« Voir des baleines » de Javier de Isusi

Les collections de la Bibliothèque nationale suisse dans le domaine de la bande dessinée, des cartoons ou des caricatures sont très variées et touchent un large public de lecteurs. On trouve en Suisse alémanique la remarquable maison Edition moderne, qui s’engage sans relâche depuis sa fondation en 1982 en faveur de la bande dessinée et du roman graphique. Elle a édité plus de 300 volumes qui font tous partie des fonds de la collection générale. Je voudrais m’arrêter sur une de ces publications, Voir des baleines, de l’auteur basque Javier de Isusi.
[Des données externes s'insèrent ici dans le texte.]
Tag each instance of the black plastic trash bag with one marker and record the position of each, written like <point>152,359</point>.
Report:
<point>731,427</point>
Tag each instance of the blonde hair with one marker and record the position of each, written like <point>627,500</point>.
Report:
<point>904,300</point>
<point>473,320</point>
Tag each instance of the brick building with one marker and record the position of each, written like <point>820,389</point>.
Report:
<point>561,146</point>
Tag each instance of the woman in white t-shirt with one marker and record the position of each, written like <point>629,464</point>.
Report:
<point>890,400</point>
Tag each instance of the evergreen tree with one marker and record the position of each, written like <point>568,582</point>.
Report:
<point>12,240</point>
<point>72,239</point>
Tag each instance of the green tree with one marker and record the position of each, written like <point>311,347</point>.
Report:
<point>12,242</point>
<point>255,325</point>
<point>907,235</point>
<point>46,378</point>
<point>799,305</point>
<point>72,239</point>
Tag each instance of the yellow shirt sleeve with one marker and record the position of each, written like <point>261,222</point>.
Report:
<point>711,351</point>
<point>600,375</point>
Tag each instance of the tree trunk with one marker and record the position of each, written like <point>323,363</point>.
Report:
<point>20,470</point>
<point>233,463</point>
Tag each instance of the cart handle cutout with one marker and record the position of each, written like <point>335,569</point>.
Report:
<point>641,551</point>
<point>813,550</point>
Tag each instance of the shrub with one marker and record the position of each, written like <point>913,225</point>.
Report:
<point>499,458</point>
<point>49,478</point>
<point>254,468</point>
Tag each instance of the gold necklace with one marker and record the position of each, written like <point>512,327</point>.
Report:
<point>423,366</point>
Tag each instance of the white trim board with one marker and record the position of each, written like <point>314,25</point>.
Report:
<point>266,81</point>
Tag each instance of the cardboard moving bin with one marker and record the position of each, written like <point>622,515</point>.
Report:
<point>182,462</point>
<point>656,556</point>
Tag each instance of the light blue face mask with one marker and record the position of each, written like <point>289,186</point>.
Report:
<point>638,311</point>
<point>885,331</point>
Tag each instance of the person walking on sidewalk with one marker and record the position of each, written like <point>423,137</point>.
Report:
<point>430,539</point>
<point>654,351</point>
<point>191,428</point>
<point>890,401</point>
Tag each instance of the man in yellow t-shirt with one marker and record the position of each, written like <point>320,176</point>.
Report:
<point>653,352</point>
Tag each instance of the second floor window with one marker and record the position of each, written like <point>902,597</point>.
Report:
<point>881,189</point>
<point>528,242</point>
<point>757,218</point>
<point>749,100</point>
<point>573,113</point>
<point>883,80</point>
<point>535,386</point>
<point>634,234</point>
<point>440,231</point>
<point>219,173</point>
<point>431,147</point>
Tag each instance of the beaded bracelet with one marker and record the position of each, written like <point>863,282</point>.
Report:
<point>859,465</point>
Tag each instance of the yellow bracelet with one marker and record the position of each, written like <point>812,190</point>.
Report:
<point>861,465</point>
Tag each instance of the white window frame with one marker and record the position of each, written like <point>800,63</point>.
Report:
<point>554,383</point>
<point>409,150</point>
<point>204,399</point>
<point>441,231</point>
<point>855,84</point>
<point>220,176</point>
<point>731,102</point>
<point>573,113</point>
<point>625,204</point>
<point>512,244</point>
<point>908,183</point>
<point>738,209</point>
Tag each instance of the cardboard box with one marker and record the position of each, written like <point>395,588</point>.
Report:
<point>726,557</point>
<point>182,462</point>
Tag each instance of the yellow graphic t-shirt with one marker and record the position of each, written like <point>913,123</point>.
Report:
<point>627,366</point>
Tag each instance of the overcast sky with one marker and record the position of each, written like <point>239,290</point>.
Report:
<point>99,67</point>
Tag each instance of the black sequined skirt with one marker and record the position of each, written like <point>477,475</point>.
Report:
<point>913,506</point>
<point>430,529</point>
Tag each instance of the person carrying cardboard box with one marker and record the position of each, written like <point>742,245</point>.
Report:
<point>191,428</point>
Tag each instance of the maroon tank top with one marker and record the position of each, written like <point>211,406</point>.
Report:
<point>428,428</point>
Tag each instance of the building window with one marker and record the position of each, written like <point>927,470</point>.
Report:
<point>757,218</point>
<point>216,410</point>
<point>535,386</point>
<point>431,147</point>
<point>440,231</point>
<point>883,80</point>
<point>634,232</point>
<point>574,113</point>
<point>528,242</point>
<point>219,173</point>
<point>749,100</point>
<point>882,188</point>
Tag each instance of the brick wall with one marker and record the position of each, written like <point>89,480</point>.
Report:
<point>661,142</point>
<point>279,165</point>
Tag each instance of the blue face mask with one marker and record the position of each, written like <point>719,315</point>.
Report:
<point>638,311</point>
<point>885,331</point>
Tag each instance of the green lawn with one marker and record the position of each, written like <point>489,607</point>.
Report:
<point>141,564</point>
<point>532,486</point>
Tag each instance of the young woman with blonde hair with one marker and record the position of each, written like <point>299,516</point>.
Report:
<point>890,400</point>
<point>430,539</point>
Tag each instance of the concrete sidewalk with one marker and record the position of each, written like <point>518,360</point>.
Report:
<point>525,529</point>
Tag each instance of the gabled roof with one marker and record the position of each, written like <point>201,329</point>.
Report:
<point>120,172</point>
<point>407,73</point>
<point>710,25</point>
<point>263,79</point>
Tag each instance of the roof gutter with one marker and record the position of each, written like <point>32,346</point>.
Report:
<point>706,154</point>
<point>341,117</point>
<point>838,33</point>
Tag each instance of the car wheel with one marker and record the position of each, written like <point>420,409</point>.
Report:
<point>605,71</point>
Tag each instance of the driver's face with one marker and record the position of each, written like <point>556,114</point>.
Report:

Couverture de la bande dessinée du Basque Javier de Isusi qui traite d’une amitié complexe dans des périodes turbulentes.
Couverture de la bande dessinée du Basque Javier de Isusi qui traite d’une amitié complexe dans des périodes turbulentes.
© Verlag Edition Moderne 2017

L’action se fonde sur une histoire vraie et nous entraîne au Pays basque, pendant la période des affrontements entre le mouvement de résistance ETA (Euskadi Ta Askatasuna, i.e. Pays basque et liberté) et le gouvernement espagnol. Les destins de trois personnages – qui peuvent difficilement être plus dissemblables – vont être liés les uns aux autres : Anton, un prêtre dont le père est assassiné par l’ETA, Josu, son ami d’école, qui sera arrêté comme activiste de l’ETA, et Emmanuel, ancien membre de l’organisation clandestine GAL (Grupos Antiterroristas de Liberación, i.e. les Groupes antiterroristes de libération), un adversaire politique que Josu rencontre en prison. Tous les trois ont en commun de ne pouvoir échapper à leur passé, jusqu’au moment où ils se rapprochent les uns des autres. Il y a également les rêves, ou plutôt les cauchemars d’Anton, terrifiants et implacables, qui, sous forme d’intermezzos, constituent un lien fort entre les histoires des trois protagonistes. Et il y a la rencontre avec la baleine.

Les dessins donnent un maximum d’expression aux phrases simples qui captivent le lecteur et l’entraînent dans leur univers. Jaune, gris, noir. Les couleurs sont intenses, insolites, touchantes. Il est fascinant de voir ce que cette combinaison apporte aux dessins. Émotion intime, le souvenir qu’on ne peut extérioriser ; émotion silencieuse, qui vous prend à la gorge, en sorte qu’on revient quelques pages en arrière pour essayer de capter les moments. Arrêt sous forme d’images animées. Des yeux, toujours des yeux, qui donnent de la profondeur aux instants, nous pénètrent et ne nous lâchent plus.

Ce roman graphique s’ouvre à de nombreuses questions. Puis-je m’abstraire des idées qui sont les miennes ? Puis-je voir les choses avec la perspective de l’autre, changer mon angle de vue ? Ai-je véritablement pardonné ou n’est-ce qu’un vœu pieux ? Autant de questions très actuelles, traitées à travers des phrases simples et des dessins prenants.

Il y a le Pays basque, il y a la Catalogne, Jérusalem, il y a de nombreux pays et régions du monde qui sont déchirés et où circulent des idées extrémistes. L’auteur nous trace un chemin d’espoir, en dépit de toutes les difficultés, un chemin vers un dialogue commun.

Un très impressionnant roman graphique. Un livre qui vous incite à l’introspection et à la réflexion : un cadeau fait à son lecteur.